Segundo o diretor da empresa, Manoel Ferreira, a Dix vinha registrando prejuízos mensais de cerca de R$ 80 mil e tentou, de forma insistente, negociar a revisão do contrato com o objetivo de tornar a operação viável, mas não obteve sucesso.

Ele explica que, no edital de licitação para a concessão do aeroporto, previa-se uma movimentação de 130 mil passageiros por ano. Na prática, no entanto, o fluxo anual de usuários do terminal não passou de 10 mil. Para ele, o edital induziu ao erro que ocasionaram perdas significativas.

Ferreira afirma que a Dix investiu inicialmente mais de R$ 6 milhões, em cifras atuais, na construção de um moderno terminal de passageiros e garantiu, ao longo dos anos, a prestação de serviços com alto padrão de qualidade, cumprindo todas as exigências dos órgãos reguladores apesar dos prejuízos constantes.

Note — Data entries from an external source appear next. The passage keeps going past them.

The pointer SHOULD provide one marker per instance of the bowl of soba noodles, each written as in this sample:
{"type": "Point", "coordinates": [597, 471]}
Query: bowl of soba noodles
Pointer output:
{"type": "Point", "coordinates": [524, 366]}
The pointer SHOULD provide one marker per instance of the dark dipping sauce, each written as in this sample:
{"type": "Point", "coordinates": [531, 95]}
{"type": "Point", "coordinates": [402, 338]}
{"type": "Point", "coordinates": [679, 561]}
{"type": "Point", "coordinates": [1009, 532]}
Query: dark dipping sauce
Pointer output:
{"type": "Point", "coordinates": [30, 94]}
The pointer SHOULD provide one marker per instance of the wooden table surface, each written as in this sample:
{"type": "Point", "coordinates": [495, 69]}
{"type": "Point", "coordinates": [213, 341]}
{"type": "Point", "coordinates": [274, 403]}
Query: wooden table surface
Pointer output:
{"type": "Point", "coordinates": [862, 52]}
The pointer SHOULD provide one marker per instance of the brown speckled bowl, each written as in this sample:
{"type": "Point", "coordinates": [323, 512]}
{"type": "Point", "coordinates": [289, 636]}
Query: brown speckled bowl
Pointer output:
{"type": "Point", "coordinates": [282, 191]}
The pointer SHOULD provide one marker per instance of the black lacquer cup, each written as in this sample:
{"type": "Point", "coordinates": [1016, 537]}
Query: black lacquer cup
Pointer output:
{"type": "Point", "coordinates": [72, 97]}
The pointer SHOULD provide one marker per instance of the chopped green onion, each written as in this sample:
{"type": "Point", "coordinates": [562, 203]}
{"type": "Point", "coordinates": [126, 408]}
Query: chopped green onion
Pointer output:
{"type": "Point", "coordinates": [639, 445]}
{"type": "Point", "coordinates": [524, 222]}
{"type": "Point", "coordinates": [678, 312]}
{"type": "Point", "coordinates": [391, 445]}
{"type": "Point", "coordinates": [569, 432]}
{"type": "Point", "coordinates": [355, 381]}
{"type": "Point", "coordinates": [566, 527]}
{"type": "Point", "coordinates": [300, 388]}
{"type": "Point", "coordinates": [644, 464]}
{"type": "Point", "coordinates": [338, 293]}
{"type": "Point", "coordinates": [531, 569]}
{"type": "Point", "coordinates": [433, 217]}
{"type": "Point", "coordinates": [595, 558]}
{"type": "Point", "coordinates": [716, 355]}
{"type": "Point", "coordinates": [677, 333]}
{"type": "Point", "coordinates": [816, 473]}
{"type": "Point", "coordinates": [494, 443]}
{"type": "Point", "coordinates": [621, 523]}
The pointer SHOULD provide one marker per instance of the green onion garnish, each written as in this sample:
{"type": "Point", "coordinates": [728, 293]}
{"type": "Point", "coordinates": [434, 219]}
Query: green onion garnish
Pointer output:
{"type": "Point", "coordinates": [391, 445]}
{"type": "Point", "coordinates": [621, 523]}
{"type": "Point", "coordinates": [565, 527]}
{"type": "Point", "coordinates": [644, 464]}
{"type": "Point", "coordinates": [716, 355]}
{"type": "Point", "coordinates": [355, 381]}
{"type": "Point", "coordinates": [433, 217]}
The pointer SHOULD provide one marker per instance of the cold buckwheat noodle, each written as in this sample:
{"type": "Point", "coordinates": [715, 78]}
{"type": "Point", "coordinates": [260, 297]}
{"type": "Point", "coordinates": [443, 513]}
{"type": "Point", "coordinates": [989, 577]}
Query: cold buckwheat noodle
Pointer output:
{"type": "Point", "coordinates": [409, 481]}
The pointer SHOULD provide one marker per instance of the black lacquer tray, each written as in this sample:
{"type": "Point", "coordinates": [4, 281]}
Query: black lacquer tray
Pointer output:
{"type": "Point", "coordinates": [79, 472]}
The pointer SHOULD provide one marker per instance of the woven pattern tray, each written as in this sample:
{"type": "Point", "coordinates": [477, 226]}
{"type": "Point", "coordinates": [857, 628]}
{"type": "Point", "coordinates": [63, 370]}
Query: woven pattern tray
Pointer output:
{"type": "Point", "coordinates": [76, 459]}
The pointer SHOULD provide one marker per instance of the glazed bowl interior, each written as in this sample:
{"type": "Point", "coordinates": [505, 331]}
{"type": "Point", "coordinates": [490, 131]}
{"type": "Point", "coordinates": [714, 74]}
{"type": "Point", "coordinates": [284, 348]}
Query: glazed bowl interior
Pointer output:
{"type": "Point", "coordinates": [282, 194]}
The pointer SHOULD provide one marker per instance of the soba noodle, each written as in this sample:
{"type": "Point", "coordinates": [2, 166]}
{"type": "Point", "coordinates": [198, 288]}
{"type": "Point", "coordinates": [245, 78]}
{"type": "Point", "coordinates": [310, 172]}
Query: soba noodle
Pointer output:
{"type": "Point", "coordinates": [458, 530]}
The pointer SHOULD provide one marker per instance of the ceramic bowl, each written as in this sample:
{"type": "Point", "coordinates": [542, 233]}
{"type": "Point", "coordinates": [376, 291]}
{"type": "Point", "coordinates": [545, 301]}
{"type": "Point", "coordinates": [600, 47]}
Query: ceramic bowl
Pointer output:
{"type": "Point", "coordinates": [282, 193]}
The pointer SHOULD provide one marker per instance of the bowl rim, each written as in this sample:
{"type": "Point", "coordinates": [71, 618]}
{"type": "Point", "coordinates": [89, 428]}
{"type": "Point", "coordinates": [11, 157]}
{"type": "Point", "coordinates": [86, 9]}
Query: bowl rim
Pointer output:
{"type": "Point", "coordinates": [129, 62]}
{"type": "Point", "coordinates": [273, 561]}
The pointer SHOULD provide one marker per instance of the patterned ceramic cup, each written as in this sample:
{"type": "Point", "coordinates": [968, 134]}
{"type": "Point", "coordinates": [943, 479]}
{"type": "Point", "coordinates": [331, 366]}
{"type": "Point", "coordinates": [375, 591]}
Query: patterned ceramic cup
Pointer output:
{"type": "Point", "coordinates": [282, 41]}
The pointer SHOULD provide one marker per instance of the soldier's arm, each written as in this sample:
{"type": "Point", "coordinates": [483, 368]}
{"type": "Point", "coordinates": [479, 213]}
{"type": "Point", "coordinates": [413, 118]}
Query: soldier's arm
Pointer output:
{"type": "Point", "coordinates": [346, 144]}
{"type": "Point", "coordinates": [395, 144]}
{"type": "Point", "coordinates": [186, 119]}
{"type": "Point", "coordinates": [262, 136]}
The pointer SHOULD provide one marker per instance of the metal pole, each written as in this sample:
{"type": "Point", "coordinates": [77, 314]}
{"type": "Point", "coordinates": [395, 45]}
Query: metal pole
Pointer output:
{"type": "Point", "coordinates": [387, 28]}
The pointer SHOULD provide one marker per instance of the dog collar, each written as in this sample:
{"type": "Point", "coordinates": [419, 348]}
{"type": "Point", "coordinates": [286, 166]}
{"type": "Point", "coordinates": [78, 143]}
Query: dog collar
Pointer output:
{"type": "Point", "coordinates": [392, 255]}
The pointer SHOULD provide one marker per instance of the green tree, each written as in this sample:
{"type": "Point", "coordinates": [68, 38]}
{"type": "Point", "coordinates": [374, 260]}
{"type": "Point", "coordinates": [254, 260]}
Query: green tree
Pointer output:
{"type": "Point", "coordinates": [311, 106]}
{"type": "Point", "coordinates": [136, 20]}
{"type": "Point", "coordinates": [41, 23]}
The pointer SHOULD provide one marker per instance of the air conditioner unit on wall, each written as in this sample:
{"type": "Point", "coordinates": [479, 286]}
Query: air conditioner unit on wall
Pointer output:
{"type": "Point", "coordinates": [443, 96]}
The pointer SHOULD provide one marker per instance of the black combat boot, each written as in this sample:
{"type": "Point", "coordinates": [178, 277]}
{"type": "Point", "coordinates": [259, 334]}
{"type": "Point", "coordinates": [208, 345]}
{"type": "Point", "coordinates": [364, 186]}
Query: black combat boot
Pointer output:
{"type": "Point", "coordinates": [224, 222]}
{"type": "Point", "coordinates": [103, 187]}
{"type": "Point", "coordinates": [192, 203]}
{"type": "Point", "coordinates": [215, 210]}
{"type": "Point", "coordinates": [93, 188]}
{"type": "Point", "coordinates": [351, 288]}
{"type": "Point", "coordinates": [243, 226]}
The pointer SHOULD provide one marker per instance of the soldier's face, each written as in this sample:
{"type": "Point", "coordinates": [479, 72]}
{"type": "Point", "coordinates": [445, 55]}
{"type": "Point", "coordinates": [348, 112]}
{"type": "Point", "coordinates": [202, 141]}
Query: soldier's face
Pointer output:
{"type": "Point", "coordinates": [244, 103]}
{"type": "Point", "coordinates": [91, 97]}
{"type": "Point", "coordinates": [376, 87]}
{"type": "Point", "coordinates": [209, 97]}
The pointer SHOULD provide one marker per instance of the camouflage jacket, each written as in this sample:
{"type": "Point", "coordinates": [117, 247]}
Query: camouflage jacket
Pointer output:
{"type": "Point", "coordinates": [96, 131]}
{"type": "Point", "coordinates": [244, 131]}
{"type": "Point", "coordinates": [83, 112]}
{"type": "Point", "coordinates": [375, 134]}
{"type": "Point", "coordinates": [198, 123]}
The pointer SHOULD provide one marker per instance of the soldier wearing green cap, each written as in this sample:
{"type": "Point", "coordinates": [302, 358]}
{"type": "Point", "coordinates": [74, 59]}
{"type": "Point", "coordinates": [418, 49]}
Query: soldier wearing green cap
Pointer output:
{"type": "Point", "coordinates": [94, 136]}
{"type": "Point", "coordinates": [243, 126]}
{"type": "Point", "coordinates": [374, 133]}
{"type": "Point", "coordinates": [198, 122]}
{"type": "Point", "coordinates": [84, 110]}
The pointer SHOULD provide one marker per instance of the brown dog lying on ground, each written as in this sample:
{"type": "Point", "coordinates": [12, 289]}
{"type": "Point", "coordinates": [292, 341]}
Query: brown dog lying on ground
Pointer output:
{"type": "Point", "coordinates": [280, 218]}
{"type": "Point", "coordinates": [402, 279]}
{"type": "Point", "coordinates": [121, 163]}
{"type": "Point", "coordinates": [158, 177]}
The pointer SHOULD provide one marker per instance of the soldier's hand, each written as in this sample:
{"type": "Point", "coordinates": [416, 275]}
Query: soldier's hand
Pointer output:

Além disso, a empresa alega que agregou ao aeródromo um dos onze hangares de referência no Brasil da BR Aviation e um moderno Posto de Abastecimento de Aeronave. Com isso, foi revertido ao Estado do Mato Grosso do Sul um patrimônio da ordem de R$ 15 milhões.

O empresário reclama que, apesar disso, a Dix não recebeu a menor atenção do governo. “Pelo contrário, por meio de uma medida unilateral e espúria, o Governo realizou em setembro passado uma intervenção arbitrária alegando a necessidade da realização de obras de recuperação da pista de pouso, obras essas que nunca foram realizadas, a não ser operações precárias do tipo ‘tapa buracos’ “.

Segundo Manoel Ferreira, as arbitrariedades não pararam por aí. Ele alega que, de forma flagrantemente ilegal, o Governo do Mato Grosso do Sul prorrogou a intervenção administrativa e, poucos dias depois, finalizou o processo concluindo pela necessidade de rescisão do contrato de concessão, colocando a culpa na Dix pelas más condições da pista de pouso.

“Nós repudiamos de forma veemente essas acusações pois a responsabilidade pela reparação é do Governo, uma vez que já recebemos a pista de pouso com problemas estruturais conforme está fartamente documentado”, rebate Manoel. Ele afirma ainda que, como empresa privada, a Dix não é obrigada a continuar à frente de uma operação deficitária. Por isso a empresa resolveu indenizar os funcionários e deixar a administração do aeroporto, a qual foi assumida pelo Governo do Estado que já onerou todos os custos da operação.